JSAI2019

Presentation information

General Session

General Session » [GS] J-13 AI application

[3Q3-J-13] AI application: analysis of physical behaviors in artifacts

Thu. Jun 6, 2019 1:50 PM - 3:10 PM Room Q (6F Meeting room, Bandaijima bldg.)

Chair:Takuya Hiraoka Reviewer:Yoichi Sasaki

2:10 PM - 2:30 PM

[3Q3-J-13-02] Slime detection during pile construction using machine learning

〇Sohei Arisaka1, Yuki Tamagawa1, Kojiro Takesue1 (1. Kajima Corporation)
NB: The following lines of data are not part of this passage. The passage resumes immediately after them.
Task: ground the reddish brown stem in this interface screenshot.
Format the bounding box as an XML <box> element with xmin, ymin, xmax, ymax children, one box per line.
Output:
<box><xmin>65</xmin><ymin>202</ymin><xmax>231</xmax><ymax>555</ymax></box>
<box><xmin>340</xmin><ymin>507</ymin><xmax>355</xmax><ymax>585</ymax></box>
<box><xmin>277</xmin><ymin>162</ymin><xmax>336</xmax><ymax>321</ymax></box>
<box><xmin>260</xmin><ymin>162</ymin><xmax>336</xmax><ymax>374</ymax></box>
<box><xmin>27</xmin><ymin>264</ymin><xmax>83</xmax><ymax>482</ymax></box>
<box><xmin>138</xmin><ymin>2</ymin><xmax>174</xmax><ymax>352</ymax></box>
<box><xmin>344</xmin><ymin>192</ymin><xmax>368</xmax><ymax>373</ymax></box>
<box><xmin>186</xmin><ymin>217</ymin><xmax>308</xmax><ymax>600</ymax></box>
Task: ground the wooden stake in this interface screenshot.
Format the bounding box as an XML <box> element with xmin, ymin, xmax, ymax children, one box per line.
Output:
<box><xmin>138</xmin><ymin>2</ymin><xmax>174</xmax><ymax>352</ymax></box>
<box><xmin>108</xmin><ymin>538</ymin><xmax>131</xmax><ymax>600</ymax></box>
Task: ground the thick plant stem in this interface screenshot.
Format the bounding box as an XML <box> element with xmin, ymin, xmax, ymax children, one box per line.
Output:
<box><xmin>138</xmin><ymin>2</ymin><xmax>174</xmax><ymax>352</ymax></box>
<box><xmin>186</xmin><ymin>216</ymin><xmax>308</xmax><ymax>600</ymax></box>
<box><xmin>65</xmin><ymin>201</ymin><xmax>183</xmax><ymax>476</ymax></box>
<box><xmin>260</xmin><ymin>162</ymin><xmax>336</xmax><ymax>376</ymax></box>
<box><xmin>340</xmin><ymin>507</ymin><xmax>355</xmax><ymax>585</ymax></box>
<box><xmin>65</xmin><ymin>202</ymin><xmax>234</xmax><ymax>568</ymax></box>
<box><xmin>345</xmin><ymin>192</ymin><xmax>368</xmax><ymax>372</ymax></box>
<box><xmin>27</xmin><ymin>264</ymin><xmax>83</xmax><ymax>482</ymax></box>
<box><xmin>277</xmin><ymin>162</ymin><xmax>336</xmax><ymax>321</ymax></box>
Keywords:Machine Learning, Time Series Classification, 1-dimensional Convolutional Neural Network, Construction

During pile construction, an inspection is needed to check absence of bottom slime which leads to settlement and inclination of structures. A conventional method for slime detection is dependent on individual judgement known by a sense of a hand. Therefore, there are some problems in terms of reproducibility and quantification. In order to solve these problems, we are studying a new method for slime detection using measured tension data. In this paper, we applied machine learning to judge whether slime exists or not from the tension data. Among 6 algorithms we compared, 1-dimendional Convolutional Neural Network achieved the best performance at 93% accuracy. According to this result, we verified that machine learning is effective for the slime detection.